I was waiting. I wanted a lightening bolt. I wanted something to inexplicably
pull me out of my seat in church and beg for Jesus, beg to be baptized. I was
waiting and waiting and started to get impatient. Maybe this whole thing was
just a passing faze I got caught up in. Oh well, it was interesting. Then on
Sunday night, June 20th, hours after church, Jill and I were relaxing on the
couch. I said, "I want a drink". Jill responded, "I want some popcorn." I
countered, "I want to be baptized." Whoooooah. Stop the truck. Where did that
come from? She looked at me. "Huh?" I repeated, "I want to be baptized." I
looked at her and made my first confession of faith a few minutes later. "I
believe that Jesus is the Christ, Son of The Living God, and I accept him as my
Lord and Savior." We must have talked for another few hours until we couldn't
stay awake any longer, and I slept with a peace that night I can not describe.
Next Sunday seemed awfully far away. I wanted this now, but I thought a week
might be a good cooling off period in case I changed my mind. But Wednesday was
the first night of the men's group I signed up for and I had told the leader,
Craig, I was a Jew. Now what? Do I tell him? Do I not tell him in case I back
out? To make things worse, family plans were taking us out of town on Sunday.
This was not good. These were obvious signs I had made a mistake, God's way of
telling me this Jesus thing was not the way to go. But as I'm learning every
day, God's plan is way ahead of anything I can throw at it. My loving wife
rearranged our plans for us to come back Saturday night and helped me decide to
tell Craig and the group that Wednesday. Jill has the incredible ability to help
me see things clearly and I'm so grateful for her.

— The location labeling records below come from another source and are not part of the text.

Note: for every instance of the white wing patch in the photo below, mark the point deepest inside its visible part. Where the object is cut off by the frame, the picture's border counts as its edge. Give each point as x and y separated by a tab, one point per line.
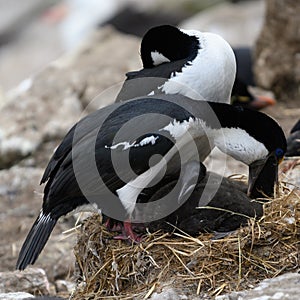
126	145
158	58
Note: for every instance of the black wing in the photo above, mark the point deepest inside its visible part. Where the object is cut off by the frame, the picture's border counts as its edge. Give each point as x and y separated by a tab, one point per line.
143	82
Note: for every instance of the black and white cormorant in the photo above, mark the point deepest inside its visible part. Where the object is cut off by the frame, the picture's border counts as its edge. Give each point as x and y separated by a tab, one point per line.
112	155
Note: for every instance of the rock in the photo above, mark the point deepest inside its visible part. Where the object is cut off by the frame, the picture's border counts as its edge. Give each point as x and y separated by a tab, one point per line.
15	296
231	21
284	287
45	107
168	294
277	50
32	280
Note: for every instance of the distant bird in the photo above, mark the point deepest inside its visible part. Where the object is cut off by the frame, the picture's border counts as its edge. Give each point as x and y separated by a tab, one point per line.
199	65
128	160
293	141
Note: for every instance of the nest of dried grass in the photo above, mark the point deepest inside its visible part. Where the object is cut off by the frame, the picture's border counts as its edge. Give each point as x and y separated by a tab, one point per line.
108	268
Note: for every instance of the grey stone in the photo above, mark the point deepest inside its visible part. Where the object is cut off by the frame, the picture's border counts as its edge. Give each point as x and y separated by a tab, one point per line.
15	296
64	286
231	21
32	280
44	108
284	287
278	50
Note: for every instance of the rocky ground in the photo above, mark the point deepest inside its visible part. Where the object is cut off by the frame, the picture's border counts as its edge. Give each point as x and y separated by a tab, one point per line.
36	115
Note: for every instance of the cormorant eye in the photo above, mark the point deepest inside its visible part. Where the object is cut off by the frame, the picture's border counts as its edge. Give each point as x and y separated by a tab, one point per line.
279	153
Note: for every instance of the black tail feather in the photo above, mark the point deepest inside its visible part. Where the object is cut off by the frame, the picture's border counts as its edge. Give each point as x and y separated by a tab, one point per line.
35	240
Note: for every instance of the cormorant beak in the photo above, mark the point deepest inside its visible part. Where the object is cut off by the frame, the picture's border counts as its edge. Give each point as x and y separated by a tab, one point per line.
263	175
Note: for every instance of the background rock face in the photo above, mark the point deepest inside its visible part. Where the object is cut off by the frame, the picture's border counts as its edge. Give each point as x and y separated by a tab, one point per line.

Sunday. Father's Day. The music begins and the beautiful voices sing "Reign
in Me" and "Praise the Lord". I'm on cruise control, no doubt, no reservation.
Jill and I hold hands. Pastor Ben begins his sermon on Imitating the
Father. Powerful. Applicable. Full of Love. His sermon complete, Ben makes
his weekly invitation to come forward and accept Jesus as Lord and Savior. Jill
looks at me, "Are you sure?" I smile "Let's go."
As we make our way to the front, Pastor Ben meets us with open arms and wide
eyes, his joy as obvious as his surprise. He smiles. Several other families come
forward, and we all confess together, "Jesus is the Christ, the Son of The
Living God, and I accept him as my Lord and Savior." Pastor Ben baptized me, and
then I had the privilege of baptizing my wife. While raised as a seasonal
Baptist, she was never baptized. And so we had the joy of beginning our life in
Christ together.
There were a lot of little things that came together over the years to bring
me to this point in my life. Many people find Jesus when they are at their
lowest point looking for help. I accepted Christ at a great time in my life when
I already felt on top of the world. Maybe I was looking for someone to thank for
all I had been blessed with. Maybe it was all the seeds my sister had planted
bearing fruit. Maybe God had simply decided it was time for us to get
reacquainted and for me to meet his Son. Who knows? It doesn't matter, I am His
and I am whole.
In addition to sharing my experience, I want you to know the reason I created
this website. Mountain Christian Church and the Pastors who lead the
congregation are, without a doubt, instruments of God. I am forever grateful to
them for opening my heart to the Truth. Making Deciples of Jesus Christ is the
core of everything that happens at Mountain. You can see it, feel it, hear it in
everything that happens there. I have no doubt that the beautiful sermons and
tremendous passion with which the Pastors at Mountain offer them are what
finally got throught to me. I want everyone, whether in Maryland or on the other
side of the world, to be able to experience the love and servitude the leaders
and memebrs of Mountain Christian Church have for Jesus so that they might help
you strengthen your faith as a Christian or discover the Truth for yourself.